Marcel vaciló un instante. Al alzar la vista vio las paredes manchadas, las maltrechas contraventanas y al fondo el cielo azul. Los altos plátanos ocultaban los edificios del otro lado de la calle. Por un momento se sintió solo en aquel lugar desconocido. En el portalón había una pequeña ventana, parcialmente cubierta de lodo. Muchas veces había intentado ver algo a través de ella, como otros muchos. Ahora se asomó también, pero sólo divisó tenues siluetas.

—Ven,
cher
—le llamó Juliet.

Marcel se dio la vuelta, algo confuso, y se apresuró a alcanzarla. Iban hacia el jardín trasero.

Cuando Marcel llegó al final del pequeño camino, el sol le cegó un instante. Entornó los ojos y vio el perfil de una cisterna en ruinas y el tejado de un viejo cobertizo. Tendió la mano para apoyarse en el muro y se dio cuenta de que se había pasado casi todo el día corriendo, pero su momentánea debilidad y el leve dolor en los ojos era una molestia sin importancia. ¡Estaba en casa de Juliet! Marcel miró con reverencia el jardín inundado de sol.

Volvió a ver la alta cisterna que se alzaba junto a la casa de tres pisos. Tenía los bordes desconchados y la abrazaban los retorcidos tentáculos de una enredadera de flores rosas. La madera podrida estaba manchada del óxido de las abrazaderas de hierro que se habían caído. El suave tono oscuro de la base mostraba que todavía estaba parcialmente llena de agua.

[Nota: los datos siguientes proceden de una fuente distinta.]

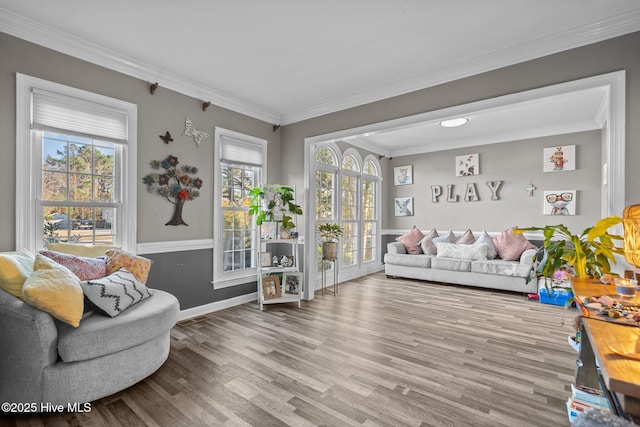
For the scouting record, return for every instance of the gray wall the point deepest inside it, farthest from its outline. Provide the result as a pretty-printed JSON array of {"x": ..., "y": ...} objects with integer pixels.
[
  {"x": 166, "y": 110},
  {"x": 612, "y": 55},
  {"x": 516, "y": 164},
  {"x": 186, "y": 274}
]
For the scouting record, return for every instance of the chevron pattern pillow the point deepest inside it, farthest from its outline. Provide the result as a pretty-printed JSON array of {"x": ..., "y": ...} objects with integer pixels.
[{"x": 113, "y": 294}]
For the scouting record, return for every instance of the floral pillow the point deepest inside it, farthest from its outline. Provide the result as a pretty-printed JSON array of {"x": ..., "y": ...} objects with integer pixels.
[
  {"x": 410, "y": 240},
  {"x": 426, "y": 244},
  {"x": 137, "y": 265},
  {"x": 510, "y": 245},
  {"x": 83, "y": 267}
]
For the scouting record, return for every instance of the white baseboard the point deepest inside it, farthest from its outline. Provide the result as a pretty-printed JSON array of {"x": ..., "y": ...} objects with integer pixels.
[{"x": 216, "y": 306}]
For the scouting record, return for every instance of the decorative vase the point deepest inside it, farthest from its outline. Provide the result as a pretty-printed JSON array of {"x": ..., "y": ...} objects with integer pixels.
[
  {"x": 329, "y": 250},
  {"x": 285, "y": 233},
  {"x": 177, "y": 214}
]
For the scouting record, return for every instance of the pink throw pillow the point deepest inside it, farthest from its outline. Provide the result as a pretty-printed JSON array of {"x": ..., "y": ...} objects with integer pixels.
[
  {"x": 410, "y": 240},
  {"x": 426, "y": 243},
  {"x": 467, "y": 238},
  {"x": 510, "y": 246},
  {"x": 84, "y": 268}
]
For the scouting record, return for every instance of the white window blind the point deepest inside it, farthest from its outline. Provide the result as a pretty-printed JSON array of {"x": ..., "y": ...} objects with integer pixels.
[
  {"x": 62, "y": 113},
  {"x": 236, "y": 151}
]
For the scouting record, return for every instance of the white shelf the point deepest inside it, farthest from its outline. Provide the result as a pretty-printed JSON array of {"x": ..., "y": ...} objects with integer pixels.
[{"x": 287, "y": 247}]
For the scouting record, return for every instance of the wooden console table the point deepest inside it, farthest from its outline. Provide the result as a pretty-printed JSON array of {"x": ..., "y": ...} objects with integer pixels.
[{"x": 618, "y": 376}]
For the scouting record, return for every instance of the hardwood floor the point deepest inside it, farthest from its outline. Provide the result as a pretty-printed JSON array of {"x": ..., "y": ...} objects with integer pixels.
[{"x": 382, "y": 353}]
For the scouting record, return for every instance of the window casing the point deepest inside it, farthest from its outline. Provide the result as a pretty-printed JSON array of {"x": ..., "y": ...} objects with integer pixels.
[
  {"x": 241, "y": 162},
  {"x": 355, "y": 206},
  {"x": 76, "y": 166}
]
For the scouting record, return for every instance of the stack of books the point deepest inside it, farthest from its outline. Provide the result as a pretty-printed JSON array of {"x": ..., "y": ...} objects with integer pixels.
[{"x": 585, "y": 398}]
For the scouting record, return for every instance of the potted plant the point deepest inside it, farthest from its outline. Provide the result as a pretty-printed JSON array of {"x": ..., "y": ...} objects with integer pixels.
[
  {"x": 274, "y": 202},
  {"x": 586, "y": 255},
  {"x": 329, "y": 233}
]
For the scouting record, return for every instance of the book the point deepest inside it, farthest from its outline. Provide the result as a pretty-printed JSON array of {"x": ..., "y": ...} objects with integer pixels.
[{"x": 588, "y": 395}]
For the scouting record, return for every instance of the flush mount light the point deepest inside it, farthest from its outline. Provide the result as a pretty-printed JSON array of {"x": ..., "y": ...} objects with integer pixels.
[{"x": 453, "y": 123}]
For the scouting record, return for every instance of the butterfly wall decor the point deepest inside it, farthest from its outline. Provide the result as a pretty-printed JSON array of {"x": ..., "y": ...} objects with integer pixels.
[
  {"x": 189, "y": 130},
  {"x": 166, "y": 137}
]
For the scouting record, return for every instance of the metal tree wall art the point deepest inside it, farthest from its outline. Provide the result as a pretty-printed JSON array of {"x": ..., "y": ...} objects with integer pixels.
[{"x": 175, "y": 184}]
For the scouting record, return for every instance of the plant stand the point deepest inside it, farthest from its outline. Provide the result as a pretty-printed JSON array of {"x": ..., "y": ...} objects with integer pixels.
[{"x": 335, "y": 276}]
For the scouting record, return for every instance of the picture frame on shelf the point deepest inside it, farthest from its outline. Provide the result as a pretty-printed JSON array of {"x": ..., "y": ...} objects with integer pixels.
[
  {"x": 271, "y": 287},
  {"x": 265, "y": 259},
  {"x": 468, "y": 165},
  {"x": 403, "y": 206},
  {"x": 269, "y": 230},
  {"x": 403, "y": 175},
  {"x": 292, "y": 283},
  {"x": 560, "y": 202},
  {"x": 560, "y": 158}
]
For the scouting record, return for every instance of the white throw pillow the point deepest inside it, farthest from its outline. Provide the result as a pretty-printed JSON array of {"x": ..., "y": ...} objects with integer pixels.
[
  {"x": 462, "y": 251},
  {"x": 486, "y": 239}
]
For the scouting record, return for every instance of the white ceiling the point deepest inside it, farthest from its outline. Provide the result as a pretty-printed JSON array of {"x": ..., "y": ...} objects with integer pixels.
[{"x": 283, "y": 61}]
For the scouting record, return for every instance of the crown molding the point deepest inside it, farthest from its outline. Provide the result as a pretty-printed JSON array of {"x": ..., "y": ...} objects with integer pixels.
[
  {"x": 49, "y": 37},
  {"x": 35, "y": 32},
  {"x": 558, "y": 42}
]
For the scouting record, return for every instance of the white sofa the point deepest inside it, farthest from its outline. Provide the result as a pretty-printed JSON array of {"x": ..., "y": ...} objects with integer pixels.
[{"x": 491, "y": 273}]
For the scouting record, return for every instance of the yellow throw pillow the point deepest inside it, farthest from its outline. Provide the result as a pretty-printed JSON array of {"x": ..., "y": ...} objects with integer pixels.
[
  {"x": 15, "y": 268},
  {"x": 89, "y": 251},
  {"x": 55, "y": 289},
  {"x": 136, "y": 265}
]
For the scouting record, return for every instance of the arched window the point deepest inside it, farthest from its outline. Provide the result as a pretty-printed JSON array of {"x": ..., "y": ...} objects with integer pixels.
[
  {"x": 347, "y": 192},
  {"x": 349, "y": 207},
  {"x": 369, "y": 206}
]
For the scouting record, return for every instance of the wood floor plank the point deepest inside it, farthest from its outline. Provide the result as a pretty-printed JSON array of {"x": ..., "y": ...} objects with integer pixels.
[{"x": 381, "y": 353}]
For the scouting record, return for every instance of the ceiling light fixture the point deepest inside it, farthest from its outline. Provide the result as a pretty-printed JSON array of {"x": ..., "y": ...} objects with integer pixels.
[{"x": 454, "y": 123}]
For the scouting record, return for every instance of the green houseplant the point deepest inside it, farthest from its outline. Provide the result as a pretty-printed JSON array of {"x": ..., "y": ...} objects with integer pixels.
[
  {"x": 274, "y": 202},
  {"x": 588, "y": 254},
  {"x": 330, "y": 233}
]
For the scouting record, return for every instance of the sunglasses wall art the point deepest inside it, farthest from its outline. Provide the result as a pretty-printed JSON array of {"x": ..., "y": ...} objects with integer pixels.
[{"x": 560, "y": 202}]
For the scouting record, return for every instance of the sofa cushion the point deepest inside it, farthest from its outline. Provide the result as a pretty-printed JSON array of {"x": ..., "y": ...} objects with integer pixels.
[
  {"x": 467, "y": 238},
  {"x": 451, "y": 264},
  {"x": 421, "y": 260},
  {"x": 501, "y": 267},
  {"x": 100, "y": 335},
  {"x": 15, "y": 268},
  {"x": 77, "y": 249},
  {"x": 55, "y": 289},
  {"x": 426, "y": 244},
  {"x": 113, "y": 294},
  {"x": 137, "y": 265},
  {"x": 510, "y": 245},
  {"x": 83, "y": 267},
  {"x": 484, "y": 238},
  {"x": 449, "y": 238},
  {"x": 462, "y": 251},
  {"x": 410, "y": 240}
]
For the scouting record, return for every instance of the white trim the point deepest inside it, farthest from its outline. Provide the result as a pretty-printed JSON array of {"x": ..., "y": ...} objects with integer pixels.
[
  {"x": 216, "y": 306},
  {"x": 27, "y": 162},
  {"x": 60, "y": 41},
  {"x": 220, "y": 278},
  {"x": 569, "y": 39},
  {"x": 177, "y": 246},
  {"x": 52, "y": 38}
]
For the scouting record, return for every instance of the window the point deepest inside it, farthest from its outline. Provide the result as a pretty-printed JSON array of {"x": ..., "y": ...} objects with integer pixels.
[
  {"x": 325, "y": 187},
  {"x": 369, "y": 210},
  {"x": 347, "y": 191},
  {"x": 350, "y": 212},
  {"x": 75, "y": 151},
  {"x": 241, "y": 160}
]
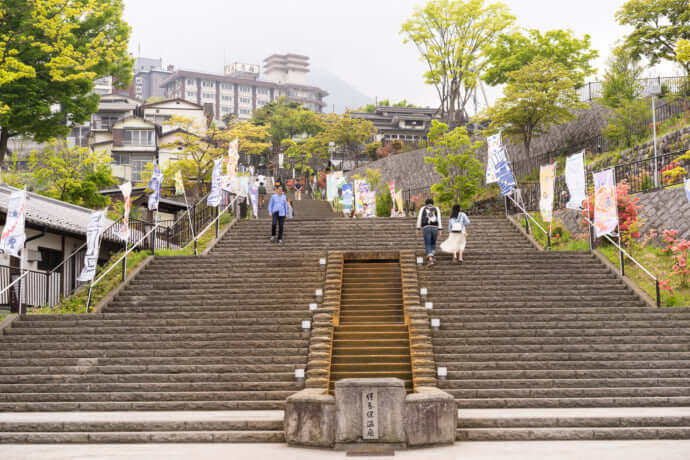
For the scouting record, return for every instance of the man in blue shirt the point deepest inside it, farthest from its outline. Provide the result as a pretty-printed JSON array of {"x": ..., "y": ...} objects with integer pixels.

No le gustó su aspecto, y tuvo la horrible sensación de que se estaba cayendo lentamente encima de él y de Juliet, que en ese momento atendía una cacerola de hierro que hervía sobre unas brasas. La mujer se inclinó con delicadeza para probar el guiso con una cuchara de madera, como si aquella mole no supusiera ninguna amenaza. Luego miró a Marcel con fiereza, preocupada y pensativa.

—Ven —dijo—. Si has leído los periódicos de París, podrás leer para mí. —Volvió a cogerlo por la mano y lo metió en la oscuridad de la casa.

Todo estaba en ruinas.

La lluvia había penetrado hacía tiempo por las contraventanas podridas. Fueron caminando por el suelo sucio y combado a través de desoladas salas en las que el empapelado, en otro tiempo de cintas y flores, colgaba de los techos húmedos en tiras amarillentas, dejando al descubierto los agujeros de las paredes. La pintura saltaba de los marcos de los espejos, y los cojines de las sillas estaban por los suelos. Lo que en otro tiempo había sido una cortina cayó como polvo de una ventana, como azotada por una violenta ráfaga de aire.

Pero se notaba que alguien vivía todavía allí, y eso era lo espantoso. Había un par de zapatos nuevos ante una chimenea de mármol donde yacían también un plato y un vaso cubiertos de hormigas.

Sobre una desvaída alfombra se veía un baúl con objetos envueltos en papel amarillo, de los que sobresalía un jarrón de cristal verde. El resto estaba cubierto de polvo.

—Arriba —susurró ella, señalando la balaustrada más allá del salón.

Al tocarla, Marcel se dio cuenta de que se movía. Por las altas ventanas se abrían paso tenues rayos de luz.

Marcel se detuvo estremecido al percibir el ruido y el hedor de ratas. Por detrás de los tablones se oía el estrépito habitual de la calle: un hombre maldiciendo a su mula, el súbito grito de un niño y el rumor de fondo de ruedas de madera. Marcel alzó los ojos hacia el débil resplandor de unas puertas entreabiertas y se sintió como sumido en un sueño.

Juliet lo llevó hasta un comedor. Con un gesto espantó a los mosquitos que revoloteaban sobre un jarro de porcelana y luego tendió la mano para dejar entrar un rayo de sol sobre un arcón que yacía bajo la ventana, cubierto de polvo pero nuevo. La mesa conservaba su brillo. Sobre una silla había una servilleta sucia y arrugada. En la pared colgaba el retrato de un negro vestido de militar.